Notes on using Together’s pattern
This is a compilation of things to know and be careful about when designing for together’s pattern.
By Difficulty to be incorporated
Almost impossible, and probably is useless
- DFS graph traversal (one node connection interferes with others, as in which connect to which)
- Search Engine (interfere results with each others)
Hard
- PII related (security reasons)
- Multi tenancy (security reasons)
- Cross partition transactions -> batch only help with throughput, but may increase latency.
- Distributed tracing -> not about storing the data, as most distributed tracing system like Jaeger and Zipkin already batch that. But about semantic of the tracing itself (spans now affect multiple traces)
- Geospatial (need someway to lookahead, or will become unfair to some data)
Easy
- YCSB things, hotspot/popular item/contention-heavy behaviors, logic tx on main key/partition
- BFS graphs traversal
- Abstracted high level API over key value behavior.
On incorporating / using
Application-side
- Start with simpler pattern, such as those with key-value access only. This typically constitute large number of requests, and very simple to batch (akin to
SELECT * FROM a_table_name WHERE some_field IN (...)
, or redis pipelines, memcache’s multi_get).
- Prefer pessimistic rather than optimistic concurrency control, so you can control how complex your logic should be without rollbacking everything.
- Reduce allocations (if possible), as this is another source of non-useful work. See here. CPU for allocations are better used for Together’s logic
-
Use language which can use many cores
for many runtime threads
. Among popular options:
- Golang fits this best.
- Synchronous Java without Project Loom suffers lots of waiting threads.

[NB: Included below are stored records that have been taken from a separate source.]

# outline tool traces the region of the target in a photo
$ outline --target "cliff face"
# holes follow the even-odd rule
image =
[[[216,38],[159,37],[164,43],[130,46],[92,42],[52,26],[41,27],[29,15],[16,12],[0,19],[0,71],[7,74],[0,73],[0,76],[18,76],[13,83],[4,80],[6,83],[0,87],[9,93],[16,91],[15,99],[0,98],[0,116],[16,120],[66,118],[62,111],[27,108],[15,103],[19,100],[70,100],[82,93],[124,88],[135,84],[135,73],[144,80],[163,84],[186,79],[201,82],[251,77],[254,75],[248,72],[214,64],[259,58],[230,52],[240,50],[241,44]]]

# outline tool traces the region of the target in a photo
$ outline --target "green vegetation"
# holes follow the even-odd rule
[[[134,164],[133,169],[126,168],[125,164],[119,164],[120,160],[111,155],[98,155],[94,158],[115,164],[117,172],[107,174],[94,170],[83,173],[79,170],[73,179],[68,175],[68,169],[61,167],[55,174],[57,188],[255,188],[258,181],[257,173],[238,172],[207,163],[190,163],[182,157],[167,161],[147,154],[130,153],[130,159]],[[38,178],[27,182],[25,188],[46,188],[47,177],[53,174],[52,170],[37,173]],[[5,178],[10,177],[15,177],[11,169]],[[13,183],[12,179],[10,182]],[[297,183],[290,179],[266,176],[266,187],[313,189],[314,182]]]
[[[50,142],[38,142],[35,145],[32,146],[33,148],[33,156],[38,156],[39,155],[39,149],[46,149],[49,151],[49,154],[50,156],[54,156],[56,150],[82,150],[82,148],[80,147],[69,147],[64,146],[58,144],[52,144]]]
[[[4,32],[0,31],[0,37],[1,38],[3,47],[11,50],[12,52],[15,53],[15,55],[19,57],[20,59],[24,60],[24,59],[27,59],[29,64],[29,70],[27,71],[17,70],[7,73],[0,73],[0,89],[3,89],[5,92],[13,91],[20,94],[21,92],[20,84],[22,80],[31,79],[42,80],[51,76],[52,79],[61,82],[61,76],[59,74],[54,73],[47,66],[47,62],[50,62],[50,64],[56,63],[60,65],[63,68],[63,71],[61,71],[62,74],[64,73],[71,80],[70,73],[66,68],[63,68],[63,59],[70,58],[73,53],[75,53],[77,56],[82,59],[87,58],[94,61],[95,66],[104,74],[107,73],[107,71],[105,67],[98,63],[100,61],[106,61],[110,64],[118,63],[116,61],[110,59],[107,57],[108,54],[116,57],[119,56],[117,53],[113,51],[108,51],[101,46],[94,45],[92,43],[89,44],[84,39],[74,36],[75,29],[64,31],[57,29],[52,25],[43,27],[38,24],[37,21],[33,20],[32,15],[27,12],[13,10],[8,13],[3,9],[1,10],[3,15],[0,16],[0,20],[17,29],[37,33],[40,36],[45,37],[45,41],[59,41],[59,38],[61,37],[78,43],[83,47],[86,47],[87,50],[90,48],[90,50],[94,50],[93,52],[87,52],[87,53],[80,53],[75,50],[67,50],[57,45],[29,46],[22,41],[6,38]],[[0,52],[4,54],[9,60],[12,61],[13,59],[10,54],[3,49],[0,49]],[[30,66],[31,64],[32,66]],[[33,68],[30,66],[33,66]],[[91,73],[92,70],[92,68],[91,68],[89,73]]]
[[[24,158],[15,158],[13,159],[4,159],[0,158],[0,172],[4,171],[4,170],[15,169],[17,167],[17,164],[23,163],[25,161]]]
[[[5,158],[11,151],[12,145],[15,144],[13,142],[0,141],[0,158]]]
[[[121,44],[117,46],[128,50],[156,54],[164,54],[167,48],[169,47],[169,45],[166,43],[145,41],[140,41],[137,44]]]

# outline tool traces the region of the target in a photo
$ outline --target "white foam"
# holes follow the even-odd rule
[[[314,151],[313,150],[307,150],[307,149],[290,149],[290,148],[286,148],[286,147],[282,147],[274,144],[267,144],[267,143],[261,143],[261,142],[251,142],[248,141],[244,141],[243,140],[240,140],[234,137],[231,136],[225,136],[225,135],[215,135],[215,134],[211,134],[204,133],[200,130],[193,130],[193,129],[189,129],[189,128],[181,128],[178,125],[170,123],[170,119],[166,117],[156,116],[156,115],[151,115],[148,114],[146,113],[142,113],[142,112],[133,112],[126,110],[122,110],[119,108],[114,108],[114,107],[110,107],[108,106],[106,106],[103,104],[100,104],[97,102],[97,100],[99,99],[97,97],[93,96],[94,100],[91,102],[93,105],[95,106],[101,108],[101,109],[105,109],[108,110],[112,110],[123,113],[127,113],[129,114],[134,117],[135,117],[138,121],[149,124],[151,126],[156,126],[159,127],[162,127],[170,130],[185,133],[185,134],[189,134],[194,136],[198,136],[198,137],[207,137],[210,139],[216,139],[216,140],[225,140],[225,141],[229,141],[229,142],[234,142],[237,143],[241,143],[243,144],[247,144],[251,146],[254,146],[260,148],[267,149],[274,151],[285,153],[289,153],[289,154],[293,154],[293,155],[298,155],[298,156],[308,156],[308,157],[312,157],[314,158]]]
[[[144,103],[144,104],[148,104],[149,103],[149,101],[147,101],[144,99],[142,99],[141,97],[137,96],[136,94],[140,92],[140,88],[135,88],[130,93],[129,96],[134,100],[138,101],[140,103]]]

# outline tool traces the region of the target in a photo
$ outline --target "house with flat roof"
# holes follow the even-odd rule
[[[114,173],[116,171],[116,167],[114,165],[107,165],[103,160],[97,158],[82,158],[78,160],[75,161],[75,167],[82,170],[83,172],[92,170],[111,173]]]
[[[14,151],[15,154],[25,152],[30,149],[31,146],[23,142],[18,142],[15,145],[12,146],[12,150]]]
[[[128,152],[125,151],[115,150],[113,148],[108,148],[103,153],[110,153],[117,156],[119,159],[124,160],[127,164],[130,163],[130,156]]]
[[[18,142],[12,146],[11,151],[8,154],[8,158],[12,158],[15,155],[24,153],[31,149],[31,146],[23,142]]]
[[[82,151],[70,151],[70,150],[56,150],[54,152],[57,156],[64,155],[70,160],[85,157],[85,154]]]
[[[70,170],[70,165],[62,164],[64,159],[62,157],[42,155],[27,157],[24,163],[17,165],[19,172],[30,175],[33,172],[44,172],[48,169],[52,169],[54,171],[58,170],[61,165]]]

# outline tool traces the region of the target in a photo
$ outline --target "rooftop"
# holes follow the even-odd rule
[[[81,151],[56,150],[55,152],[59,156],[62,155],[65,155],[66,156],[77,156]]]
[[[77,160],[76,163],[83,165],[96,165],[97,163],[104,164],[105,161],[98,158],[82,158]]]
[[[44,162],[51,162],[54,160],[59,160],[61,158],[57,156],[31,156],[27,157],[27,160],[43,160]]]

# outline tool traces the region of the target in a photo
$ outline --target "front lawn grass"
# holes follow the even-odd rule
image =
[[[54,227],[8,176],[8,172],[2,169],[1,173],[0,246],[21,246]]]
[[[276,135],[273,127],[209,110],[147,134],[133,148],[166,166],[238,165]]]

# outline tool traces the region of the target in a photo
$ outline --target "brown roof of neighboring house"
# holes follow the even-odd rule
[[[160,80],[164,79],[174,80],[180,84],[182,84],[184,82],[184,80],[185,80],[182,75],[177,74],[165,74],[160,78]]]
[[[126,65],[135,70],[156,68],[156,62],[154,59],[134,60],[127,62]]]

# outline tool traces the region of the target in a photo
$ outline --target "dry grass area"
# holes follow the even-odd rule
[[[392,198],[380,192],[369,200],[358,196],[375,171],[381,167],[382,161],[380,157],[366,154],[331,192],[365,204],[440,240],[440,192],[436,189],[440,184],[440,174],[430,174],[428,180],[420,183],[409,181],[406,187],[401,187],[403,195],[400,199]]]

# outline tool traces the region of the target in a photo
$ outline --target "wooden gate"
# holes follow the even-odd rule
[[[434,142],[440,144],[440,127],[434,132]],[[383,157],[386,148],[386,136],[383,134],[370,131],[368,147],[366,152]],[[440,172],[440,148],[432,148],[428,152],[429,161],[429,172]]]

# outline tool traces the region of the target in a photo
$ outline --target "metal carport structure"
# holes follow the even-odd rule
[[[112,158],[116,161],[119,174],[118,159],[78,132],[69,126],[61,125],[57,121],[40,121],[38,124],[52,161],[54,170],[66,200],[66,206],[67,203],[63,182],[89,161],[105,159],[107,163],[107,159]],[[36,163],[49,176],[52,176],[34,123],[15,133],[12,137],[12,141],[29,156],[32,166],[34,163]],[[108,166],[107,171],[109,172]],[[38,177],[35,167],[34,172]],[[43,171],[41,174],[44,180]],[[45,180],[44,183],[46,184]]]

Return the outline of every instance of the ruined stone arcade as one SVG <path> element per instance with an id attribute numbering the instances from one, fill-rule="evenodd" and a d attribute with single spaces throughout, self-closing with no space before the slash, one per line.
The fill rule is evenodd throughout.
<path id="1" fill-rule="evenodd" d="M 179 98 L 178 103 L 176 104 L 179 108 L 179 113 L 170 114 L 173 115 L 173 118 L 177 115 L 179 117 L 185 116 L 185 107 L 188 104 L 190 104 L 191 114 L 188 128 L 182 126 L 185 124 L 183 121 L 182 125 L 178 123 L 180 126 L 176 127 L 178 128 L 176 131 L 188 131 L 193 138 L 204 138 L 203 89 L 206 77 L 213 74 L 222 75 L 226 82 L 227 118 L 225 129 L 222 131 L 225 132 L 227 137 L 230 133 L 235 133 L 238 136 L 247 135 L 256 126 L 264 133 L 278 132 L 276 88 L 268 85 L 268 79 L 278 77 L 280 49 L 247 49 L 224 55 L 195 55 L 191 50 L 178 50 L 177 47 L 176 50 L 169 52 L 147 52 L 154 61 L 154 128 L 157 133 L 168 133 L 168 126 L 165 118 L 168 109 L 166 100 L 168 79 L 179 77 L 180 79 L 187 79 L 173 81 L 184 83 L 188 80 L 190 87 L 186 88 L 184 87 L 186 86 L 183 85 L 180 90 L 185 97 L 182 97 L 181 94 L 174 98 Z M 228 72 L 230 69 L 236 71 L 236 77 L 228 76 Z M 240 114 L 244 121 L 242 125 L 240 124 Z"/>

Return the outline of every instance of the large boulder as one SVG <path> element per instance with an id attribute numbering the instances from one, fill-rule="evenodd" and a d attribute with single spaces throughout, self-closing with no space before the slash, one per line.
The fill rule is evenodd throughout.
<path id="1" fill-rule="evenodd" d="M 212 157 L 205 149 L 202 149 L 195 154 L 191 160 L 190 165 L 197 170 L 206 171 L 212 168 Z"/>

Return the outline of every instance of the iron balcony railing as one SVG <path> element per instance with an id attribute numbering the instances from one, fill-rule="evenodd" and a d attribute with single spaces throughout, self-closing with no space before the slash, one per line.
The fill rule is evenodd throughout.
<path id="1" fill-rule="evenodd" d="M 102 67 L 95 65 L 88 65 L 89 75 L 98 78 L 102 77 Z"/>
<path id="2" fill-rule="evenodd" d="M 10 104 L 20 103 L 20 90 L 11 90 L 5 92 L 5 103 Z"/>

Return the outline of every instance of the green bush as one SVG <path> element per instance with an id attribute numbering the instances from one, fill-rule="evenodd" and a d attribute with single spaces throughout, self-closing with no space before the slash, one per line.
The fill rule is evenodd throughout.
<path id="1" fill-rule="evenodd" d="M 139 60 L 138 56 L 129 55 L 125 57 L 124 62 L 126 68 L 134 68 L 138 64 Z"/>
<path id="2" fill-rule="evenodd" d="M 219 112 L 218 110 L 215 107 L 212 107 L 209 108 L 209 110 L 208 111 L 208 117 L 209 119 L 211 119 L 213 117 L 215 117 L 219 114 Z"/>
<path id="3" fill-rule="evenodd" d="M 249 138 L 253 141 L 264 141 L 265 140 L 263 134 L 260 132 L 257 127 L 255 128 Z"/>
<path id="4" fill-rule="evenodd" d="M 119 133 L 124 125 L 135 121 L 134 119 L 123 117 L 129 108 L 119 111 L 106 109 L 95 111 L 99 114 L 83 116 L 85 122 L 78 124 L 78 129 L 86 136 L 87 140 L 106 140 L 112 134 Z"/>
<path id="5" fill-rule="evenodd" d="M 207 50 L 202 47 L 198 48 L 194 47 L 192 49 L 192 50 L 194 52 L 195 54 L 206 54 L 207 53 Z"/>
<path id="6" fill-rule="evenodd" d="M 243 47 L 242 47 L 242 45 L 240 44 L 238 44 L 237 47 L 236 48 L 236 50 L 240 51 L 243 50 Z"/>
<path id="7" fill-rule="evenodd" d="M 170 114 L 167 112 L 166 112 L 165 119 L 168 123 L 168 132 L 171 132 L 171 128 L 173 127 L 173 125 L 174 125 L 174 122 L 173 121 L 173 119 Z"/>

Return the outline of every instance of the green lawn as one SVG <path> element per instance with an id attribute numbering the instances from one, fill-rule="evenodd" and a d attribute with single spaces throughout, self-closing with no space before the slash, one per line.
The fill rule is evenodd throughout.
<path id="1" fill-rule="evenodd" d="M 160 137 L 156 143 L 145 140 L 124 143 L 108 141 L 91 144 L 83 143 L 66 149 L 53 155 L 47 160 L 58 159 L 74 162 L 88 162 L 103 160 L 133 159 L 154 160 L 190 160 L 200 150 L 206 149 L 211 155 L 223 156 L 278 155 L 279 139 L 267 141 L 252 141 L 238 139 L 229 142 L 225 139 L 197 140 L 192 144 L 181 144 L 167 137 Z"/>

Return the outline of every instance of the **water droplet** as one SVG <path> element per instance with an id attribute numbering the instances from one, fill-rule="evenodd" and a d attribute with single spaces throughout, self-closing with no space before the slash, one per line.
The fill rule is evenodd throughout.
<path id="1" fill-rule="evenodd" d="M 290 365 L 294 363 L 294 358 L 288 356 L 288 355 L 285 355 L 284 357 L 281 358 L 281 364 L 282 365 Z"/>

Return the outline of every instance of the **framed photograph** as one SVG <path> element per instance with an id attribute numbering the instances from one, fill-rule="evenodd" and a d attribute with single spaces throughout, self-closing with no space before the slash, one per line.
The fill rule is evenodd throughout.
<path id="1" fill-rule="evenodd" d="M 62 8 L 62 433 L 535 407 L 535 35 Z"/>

- Javascript(via nodejs), Ruby, Python, etc all reduce chance for bigger batch, only batch per process, although this is already much better than nothing.
- Not sure about .NET ecosystem or async Java ecosystem, but supposedly they are as good as Golang (performance wise)
- PHP with its process per request removes all possibility for batching.
- Be careful with replication lag, usually during batched writes.
Will be good for
- Hasura/postgrest/equivalent and/or Temporal/cloudstate/dapr/equivalent, as these are abstracted API over key-value behavior
- High contention / hotspot algo / behavior (PSAC, TSO based, leaderboard, etc)
- Materializing more (a la fdb aggregate index)
- Sudden traffic burst (sales event), alongside singleflight
- Heavy ingestion (timeseries, logging, distributed tracing, etc)
Will help a lot
- Business level undo log, with late undo removal (close to late lock acquisition)
- BFS lookup pattern
- Natural scanCombineApply (flat-combining) behavior (skiplist, LSM, queue, stack, etc)
- Explicit locking API, not complex CC -> easier to control
- Scatter gather, waiting for batch to complete in parallel to reduce end-to-end latency
- Service/DB specialization, e.g. user, relation naming, etc.
- Splitting static and dynamic data.